I fear for the health care of the homeless
Friday, 6th December 2019

The Margarete Centre in Hampstead Road
• I WAS a service user representative on the procurement of Camden Health Improvement Practice (CHIP). We firmly went with the current provider, Turning Point.
To find out that AT Medics “won” the contract (Private company in line to take over homeless healthcare, November 28) worries me immensely, as they seemed to have no understanding of what it is like to be homeless and possibly drug and/or alcohol dependent.
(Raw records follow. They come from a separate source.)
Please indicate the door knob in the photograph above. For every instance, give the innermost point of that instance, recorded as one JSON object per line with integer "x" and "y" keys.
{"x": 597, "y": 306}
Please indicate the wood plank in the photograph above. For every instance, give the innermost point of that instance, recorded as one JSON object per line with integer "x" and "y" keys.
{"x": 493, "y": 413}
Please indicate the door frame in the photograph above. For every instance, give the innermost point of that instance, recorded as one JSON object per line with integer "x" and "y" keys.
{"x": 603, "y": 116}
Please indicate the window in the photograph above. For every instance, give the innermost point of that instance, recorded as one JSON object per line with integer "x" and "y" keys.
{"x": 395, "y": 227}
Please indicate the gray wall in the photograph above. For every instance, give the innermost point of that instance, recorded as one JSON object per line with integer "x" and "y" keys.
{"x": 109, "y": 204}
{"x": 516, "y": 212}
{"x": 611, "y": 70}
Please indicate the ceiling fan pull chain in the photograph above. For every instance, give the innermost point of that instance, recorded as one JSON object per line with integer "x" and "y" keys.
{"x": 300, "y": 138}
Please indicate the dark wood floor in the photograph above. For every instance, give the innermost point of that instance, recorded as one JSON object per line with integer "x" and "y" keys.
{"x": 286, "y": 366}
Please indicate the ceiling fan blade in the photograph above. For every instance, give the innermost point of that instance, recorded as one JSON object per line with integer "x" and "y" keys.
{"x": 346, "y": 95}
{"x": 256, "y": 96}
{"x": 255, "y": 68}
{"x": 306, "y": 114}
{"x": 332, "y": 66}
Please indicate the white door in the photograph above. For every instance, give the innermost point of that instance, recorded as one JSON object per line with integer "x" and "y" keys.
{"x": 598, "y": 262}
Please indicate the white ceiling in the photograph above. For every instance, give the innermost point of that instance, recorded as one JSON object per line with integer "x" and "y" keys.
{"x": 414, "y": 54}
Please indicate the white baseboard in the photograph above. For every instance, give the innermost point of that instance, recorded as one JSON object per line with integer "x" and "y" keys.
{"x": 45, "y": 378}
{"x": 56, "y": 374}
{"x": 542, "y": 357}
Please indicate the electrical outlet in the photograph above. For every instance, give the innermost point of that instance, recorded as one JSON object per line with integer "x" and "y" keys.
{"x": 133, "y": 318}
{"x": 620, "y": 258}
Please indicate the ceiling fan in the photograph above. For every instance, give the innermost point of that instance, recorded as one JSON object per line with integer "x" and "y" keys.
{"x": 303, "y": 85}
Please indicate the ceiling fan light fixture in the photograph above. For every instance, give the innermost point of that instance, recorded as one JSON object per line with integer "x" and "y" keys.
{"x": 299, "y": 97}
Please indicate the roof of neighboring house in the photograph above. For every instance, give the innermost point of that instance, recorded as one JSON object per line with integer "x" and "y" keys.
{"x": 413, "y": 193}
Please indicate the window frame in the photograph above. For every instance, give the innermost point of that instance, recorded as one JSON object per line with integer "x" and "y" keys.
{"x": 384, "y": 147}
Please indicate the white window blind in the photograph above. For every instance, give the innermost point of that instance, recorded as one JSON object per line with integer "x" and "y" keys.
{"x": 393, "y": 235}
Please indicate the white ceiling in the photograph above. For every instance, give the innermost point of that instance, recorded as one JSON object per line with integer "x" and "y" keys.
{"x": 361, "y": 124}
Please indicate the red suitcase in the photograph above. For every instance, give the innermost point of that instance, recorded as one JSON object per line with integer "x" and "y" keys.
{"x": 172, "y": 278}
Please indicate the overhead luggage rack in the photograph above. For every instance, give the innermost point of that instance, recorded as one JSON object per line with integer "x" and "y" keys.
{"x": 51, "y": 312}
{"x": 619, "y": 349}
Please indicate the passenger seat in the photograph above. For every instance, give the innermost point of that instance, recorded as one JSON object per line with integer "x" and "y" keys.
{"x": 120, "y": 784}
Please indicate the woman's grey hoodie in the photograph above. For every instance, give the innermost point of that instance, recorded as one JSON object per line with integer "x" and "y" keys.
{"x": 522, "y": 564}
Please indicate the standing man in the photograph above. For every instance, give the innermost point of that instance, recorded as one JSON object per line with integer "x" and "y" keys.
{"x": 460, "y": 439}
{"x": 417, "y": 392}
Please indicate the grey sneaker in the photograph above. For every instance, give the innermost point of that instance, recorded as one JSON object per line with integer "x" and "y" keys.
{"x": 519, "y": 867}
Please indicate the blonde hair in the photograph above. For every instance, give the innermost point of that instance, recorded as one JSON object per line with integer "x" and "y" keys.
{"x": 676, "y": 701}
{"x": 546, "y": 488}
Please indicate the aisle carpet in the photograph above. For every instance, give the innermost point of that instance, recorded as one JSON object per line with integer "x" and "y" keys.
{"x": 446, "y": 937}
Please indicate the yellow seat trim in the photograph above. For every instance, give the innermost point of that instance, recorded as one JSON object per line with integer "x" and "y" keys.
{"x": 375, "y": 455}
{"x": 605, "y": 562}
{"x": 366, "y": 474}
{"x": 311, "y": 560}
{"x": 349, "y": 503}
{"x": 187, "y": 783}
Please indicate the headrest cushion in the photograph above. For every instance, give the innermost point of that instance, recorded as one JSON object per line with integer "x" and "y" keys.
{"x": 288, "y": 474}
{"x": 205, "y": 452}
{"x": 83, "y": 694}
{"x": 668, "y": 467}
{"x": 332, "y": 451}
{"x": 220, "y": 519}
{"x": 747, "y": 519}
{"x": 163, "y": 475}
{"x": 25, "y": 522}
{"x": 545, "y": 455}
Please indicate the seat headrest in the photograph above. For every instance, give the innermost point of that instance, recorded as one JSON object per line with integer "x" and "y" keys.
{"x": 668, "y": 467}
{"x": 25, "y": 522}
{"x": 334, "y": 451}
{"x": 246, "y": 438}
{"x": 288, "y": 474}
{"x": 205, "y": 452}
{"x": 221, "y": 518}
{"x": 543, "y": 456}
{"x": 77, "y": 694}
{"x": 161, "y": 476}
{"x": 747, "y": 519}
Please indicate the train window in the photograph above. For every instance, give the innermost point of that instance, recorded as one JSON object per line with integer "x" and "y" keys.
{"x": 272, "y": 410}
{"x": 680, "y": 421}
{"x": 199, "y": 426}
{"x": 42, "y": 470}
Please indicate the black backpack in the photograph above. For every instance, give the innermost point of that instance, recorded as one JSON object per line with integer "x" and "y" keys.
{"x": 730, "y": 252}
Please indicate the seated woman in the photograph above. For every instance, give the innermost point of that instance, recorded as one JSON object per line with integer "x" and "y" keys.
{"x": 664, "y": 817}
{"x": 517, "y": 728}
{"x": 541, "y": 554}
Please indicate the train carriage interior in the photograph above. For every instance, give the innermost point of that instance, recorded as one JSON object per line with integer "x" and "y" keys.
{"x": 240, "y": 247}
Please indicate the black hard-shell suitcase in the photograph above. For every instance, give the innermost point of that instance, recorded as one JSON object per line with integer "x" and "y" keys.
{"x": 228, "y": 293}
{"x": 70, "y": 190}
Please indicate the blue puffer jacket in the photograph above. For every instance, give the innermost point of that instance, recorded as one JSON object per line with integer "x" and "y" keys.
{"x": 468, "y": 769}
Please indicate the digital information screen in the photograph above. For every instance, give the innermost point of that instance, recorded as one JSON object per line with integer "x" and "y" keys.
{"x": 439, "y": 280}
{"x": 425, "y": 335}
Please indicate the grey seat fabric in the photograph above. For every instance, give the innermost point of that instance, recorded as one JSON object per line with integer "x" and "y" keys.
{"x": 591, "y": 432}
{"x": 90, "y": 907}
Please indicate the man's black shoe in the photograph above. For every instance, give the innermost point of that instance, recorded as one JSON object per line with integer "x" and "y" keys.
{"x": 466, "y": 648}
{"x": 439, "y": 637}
Turning Point currently fund a Citizens Advice worker out of their own budget since Camden Clinical Commissioning Group withdrew funding from all outreach CAB projects in GP practices.
Now we hear that AT Medics will be charging £20 for a single letter let alone help with Personal Independence Payment applications etc.
Camden Healthwatch’s report into Bangladeshi health needs stressed that GPs work with the voluntary sector to help tackle the health inequalities in that demographic.
The homeless demographic have the largest health inequalities in the borough and AT Medics will need to work with Camden Citizens Advice, Groundswell’s Homeless Peer Health Advocates and a range of other Voluntary, Community and Social Enterprise organisations in order to provide a proper service.
Given the experience of one Bengali voluntary sector friend, I have my doubts. And, as a member of the procurement team, I fear for the service that homeless patients will receive from AT Medics’s unheard-of 15-year contract.
I call on all current and ex-patients at CHIP to make their voices heard by AT Medics and Camden CCG.